Mesto burocrate dell’HBO che sembra Smith: «Il Professore continuerà a guidare le operazioni dall’esterno. Caro Álex, cosa pensi? Cambiamo proprio l’unica cosa che sei riuscito a fare bene? Tagliamo solo il superfluo, incorporiamo la quarta parte e portiamo a casa la seconda stagione. Infiliamo tutto questo bien de dios, come dite voi, in 13 episodi. Bene, avrete notato che non ho ancora menzionato un personaggio che nella seconda stagione avrà un ruolo principale. Álex, perché hai sempre snobbato il vero protagonista della serie?!»
Álex Pina: «No entiendo, a chi si riferisce? A Río? A Nairobi?»
Mesto burocrate dell’HBO che sembra Smith: «Álex, Álex, Álex. Ma parlo di Arturo Román, ovviamente»
Enrique Arce è confuso. Sarà dunque lui il co-protagonista de La Casa de Papel? Insieme a Berlino, il suo personaggio preferito? Finalmente le sue preghiere sono state esaudite. I suoi sogni di gloria, avverati.

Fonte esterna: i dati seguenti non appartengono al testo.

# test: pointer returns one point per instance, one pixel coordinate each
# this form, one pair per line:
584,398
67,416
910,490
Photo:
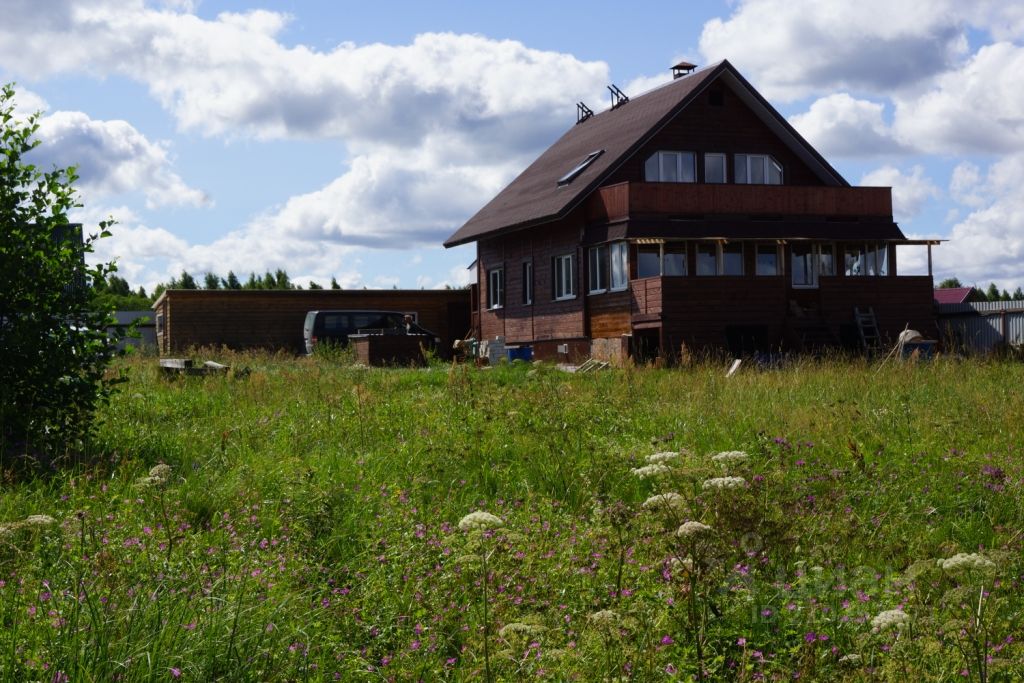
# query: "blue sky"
348,139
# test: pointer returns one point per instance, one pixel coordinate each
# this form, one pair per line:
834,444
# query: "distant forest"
118,292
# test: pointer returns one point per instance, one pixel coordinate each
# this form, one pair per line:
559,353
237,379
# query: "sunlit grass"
308,527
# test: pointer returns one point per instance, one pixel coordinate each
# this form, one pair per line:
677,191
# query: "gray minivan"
336,326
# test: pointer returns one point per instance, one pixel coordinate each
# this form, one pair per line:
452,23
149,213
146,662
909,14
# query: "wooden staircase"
867,327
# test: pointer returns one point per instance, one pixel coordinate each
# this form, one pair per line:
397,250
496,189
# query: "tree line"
117,291
991,294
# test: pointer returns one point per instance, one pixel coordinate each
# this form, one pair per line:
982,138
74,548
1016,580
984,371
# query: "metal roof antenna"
583,113
617,96
682,69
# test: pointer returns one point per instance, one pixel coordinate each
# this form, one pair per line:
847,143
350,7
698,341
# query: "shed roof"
536,197
952,294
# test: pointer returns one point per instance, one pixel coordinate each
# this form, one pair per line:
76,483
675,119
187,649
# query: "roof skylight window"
580,168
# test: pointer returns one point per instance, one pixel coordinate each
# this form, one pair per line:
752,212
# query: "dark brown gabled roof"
535,197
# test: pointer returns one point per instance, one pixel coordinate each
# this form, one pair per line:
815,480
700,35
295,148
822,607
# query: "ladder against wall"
867,327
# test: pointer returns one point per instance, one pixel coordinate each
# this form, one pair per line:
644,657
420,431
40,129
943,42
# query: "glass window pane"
740,168
707,259
714,168
688,170
826,260
767,260
648,261
620,265
670,167
757,169
853,261
674,262
732,259
650,169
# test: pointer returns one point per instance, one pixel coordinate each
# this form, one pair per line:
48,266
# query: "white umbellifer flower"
850,659
670,502
965,562
479,520
524,629
685,564
161,471
892,619
692,528
38,520
728,457
655,469
605,617
724,482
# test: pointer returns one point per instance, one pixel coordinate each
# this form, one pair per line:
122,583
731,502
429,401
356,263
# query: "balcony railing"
627,200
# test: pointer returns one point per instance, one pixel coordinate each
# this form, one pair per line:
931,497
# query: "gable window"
496,288
671,167
674,259
714,168
580,168
758,170
870,259
808,262
717,258
620,256
563,283
767,261
598,271
527,283
662,259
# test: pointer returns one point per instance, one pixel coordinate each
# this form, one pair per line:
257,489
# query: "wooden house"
272,318
691,217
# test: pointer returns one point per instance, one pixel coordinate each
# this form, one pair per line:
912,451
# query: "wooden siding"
545,318
730,128
646,199
272,319
698,311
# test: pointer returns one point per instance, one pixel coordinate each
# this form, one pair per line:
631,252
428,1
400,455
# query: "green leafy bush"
53,341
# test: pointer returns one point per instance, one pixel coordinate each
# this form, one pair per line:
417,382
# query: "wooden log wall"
272,319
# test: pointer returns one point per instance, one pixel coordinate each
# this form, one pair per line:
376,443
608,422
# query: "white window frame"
766,164
725,170
496,289
527,283
664,157
619,255
597,271
720,260
563,278
757,259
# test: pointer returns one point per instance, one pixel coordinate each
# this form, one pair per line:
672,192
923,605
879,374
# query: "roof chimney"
682,69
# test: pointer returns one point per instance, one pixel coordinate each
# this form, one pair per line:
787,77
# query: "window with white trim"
620,256
768,260
715,168
496,288
671,167
527,283
869,259
597,272
808,262
758,170
563,283
718,258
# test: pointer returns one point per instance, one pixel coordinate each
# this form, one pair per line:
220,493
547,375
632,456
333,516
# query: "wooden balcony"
634,200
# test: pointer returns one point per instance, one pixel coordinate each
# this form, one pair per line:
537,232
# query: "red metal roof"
535,197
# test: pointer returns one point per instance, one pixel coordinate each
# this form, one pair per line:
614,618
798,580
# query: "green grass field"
307,527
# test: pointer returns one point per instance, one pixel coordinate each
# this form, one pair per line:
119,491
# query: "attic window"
580,168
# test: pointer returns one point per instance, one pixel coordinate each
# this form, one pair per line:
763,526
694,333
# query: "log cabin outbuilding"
690,217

Mesto burocrate dell’HBO che sembra Smith: «Arturo Román! L’uomo qualunque. L’antieroe moderno per antonomasia. Il disagio. Il delirio e l’ascesa. Lui è l’archetipo identitario di un mondo corrotto e corruttibile. Il declino personificato dell’io moderno. In una parola: Arturito. »
A questo punto Alba Flores, che era rimasta imperturbabile assorta in un silenzio contemplativo, si alza spazientita e prende in mano la situazione.
Alba Flores (Nairobi): «Basta Ya! Questo tipo incravattato ha parlato abbastanza. Sai cosa? Sai cosa? Adesso viene la parte bella. Perché adesso il Banco di Spagna ce lo prendiamo per davvero, finché non ci lascerete in pace. Tenetevi i draghi. A noi La Casa de Papel piace così: una soap-opera violenta, romantica ed esagerata. Ci piacciono le canzoni di Umberto Tozzi, i canti della resistenza usati impropriamente, i monasteri cistercensi fuori mano e le trame d’amore che nemmeno Il Segreto riuscirebbe a eguagliare!»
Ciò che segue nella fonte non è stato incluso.